GluA1 homomeric AMPARs are Ca2+ permeable, which plays important roles in several different types of synaptic plasticity, including homeostatic synaptic plasticity (Kim and Ziff, 2014), drug-related incubation of craving (Conrad et al., 2008) and NMDA receptor-mediated LTP (Barria et al., 1997; Diering and Huganir, 2018; Purkey and Dell'Acqua, 2020). However, the mechanism that enables the minority population of GluA2-lacking AMPA receptors to be accumulated at synapses during synaptic plasticity is not known. Interestingly, a study using mice specifically lacking phosphorylation of the GluA1 S845 site (GluA1 S845A mutant) has demonstrated that this phosphorylation is required for GluA1 homomeric AMPAR surface retention (He et al., 2009). Specifically, in GluA1 S845A mutant neurons, homomeric receptors are removed from synapses mainly due to clathrin-mediated internalization and subsequent lysosomal degradation (He et al., 2009). This could be explained by the inability of PKA to re-phosphorylate S845, an essential step for promoting the recycling of GluA1 back to the plasma membrane and maintaining the pool of surface AMPARs (Fernandez-Monreal et al., 2012). Therefore, our findings further provide a mechanism that explains how GluA1 homomers can accumulate at synapses during synaptic plasticity.

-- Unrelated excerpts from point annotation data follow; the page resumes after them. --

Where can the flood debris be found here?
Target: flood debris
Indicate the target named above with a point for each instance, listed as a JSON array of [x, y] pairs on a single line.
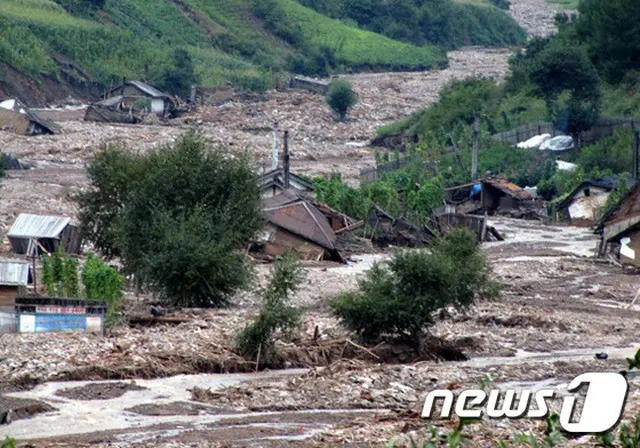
[[385, 230], [620, 229], [586, 202], [17, 118], [98, 391]]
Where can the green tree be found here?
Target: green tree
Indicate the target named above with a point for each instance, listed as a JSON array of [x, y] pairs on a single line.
[[102, 282], [180, 75], [60, 274], [179, 225], [569, 83], [112, 175], [400, 297], [276, 312], [341, 98]]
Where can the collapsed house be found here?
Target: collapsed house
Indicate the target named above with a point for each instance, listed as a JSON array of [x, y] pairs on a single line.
[[586, 202], [620, 229], [17, 118], [14, 278], [128, 102], [493, 195], [301, 224], [35, 234], [279, 180]]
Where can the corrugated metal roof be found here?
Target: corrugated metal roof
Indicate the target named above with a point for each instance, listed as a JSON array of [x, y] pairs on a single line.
[[302, 219], [14, 274], [509, 188], [38, 226]]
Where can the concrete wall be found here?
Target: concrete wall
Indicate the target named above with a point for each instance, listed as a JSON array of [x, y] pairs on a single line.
[[630, 248], [586, 209], [7, 294]]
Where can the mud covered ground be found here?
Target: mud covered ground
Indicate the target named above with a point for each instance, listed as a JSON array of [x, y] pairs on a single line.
[[559, 308]]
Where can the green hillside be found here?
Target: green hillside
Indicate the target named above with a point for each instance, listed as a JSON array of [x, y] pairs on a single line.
[[244, 41]]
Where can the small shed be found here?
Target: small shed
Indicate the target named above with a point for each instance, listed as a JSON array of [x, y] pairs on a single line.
[[296, 224], [493, 195], [129, 93], [584, 205], [46, 232], [622, 227], [14, 278], [18, 118], [54, 314], [272, 183]]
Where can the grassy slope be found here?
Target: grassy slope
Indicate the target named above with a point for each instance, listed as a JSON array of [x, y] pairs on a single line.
[[355, 47], [129, 38]]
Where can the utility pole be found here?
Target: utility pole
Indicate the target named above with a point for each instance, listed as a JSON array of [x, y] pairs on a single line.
[[474, 159], [286, 164], [274, 158], [636, 156]]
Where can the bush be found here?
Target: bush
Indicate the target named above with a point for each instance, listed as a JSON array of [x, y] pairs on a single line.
[[60, 275], [400, 297], [341, 98], [276, 313], [178, 223]]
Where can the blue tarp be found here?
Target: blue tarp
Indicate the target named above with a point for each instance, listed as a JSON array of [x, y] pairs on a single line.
[[475, 191]]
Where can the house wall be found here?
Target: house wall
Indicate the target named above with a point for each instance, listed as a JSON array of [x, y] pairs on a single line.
[[584, 210], [279, 241], [157, 106], [15, 122], [630, 248], [7, 294]]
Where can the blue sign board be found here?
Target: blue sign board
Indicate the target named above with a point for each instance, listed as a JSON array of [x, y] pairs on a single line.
[[60, 322]]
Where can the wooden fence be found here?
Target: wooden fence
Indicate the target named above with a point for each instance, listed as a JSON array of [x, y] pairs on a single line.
[[603, 128], [524, 132], [371, 175]]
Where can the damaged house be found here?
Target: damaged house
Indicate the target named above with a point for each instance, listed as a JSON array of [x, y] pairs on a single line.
[[14, 278], [18, 118], [586, 203], [493, 195], [621, 228], [127, 102], [40, 233], [277, 181], [293, 222]]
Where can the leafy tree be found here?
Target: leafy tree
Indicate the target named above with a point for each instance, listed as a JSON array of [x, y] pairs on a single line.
[[566, 70], [102, 282], [60, 274], [276, 312], [177, 227], [400, 297], [180, 75], [423, 201], [112, 175], [341, 98]]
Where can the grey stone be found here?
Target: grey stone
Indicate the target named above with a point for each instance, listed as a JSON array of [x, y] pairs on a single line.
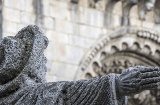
[[23, 70]]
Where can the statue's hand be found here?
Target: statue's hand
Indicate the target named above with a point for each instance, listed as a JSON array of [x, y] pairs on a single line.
[[137, 79]]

GluA1 S845 phosphorylation is also implicated in several brain disorders (Zhang and Abdullah, 2013). β-amyloid peptide (Aβ) has been recognized as a causative factor for the cognitive impairments in Alzheimer's disease (AD), and several studies have shown that Aβ leads to an increase in intracellular Ca2+ activity in cortical and hippocampal neurons (Brown et al., 2011; Busche et al., 2012, 2008; Harris et al., 2010; Hartley et al., 1999; Kuchibhotla et al., 2008; Liu et al., 2013; Minkeviciene et al., 2009; Palop et al., 2007; Palop and Mucke, 2009; Roberson et al., 2011; Sun et al., 2019; Verret et al., 2012). In particular, Aβ-induced Ca2+ hyperexcitation in hippocampal neurons stimulates the Ca2+/calmodulin-dependent protein phosphatase calcineurin, which dephosphorylates GluA1 S845 phosphorylation, enabling GluA1-containing AMPARs to be internalized from the plasma membrane (Lee et al., 1998; Roberts et al., 2021; Sanderson et al., 2012; Sun et al., 2019). This leads to a reduction of synaptic strength and ultimately disrupts synaptic plasticity and cognitive function in AD (Forner et al., 2017). Another example is cocaine craving, a cue-induced cocaine-seeking behavior that is intensified after withdrawal from chronic exposure to cocaine. The expression of incubated craving is mediated by GluA1 homomeric AMPARs in the nucleus accumbens (Conrad et al., 2008). In fact, elevated synaptic levels of GluA1 homomeric receptors result in part from an increase in GluA1 S845 phosphorylation (Ferrario et al., 2011). Furthermore, enhanced GluA1 S845 phosphorylation and surface expression play important roles in the antidepressant effects of ketamine (Zhang et al., 2016). Taken together, these findings indicate that GluA1 S845 phosphorylation has a unique role in various brain disorders and may serve a novel therapeutic target for these diseases.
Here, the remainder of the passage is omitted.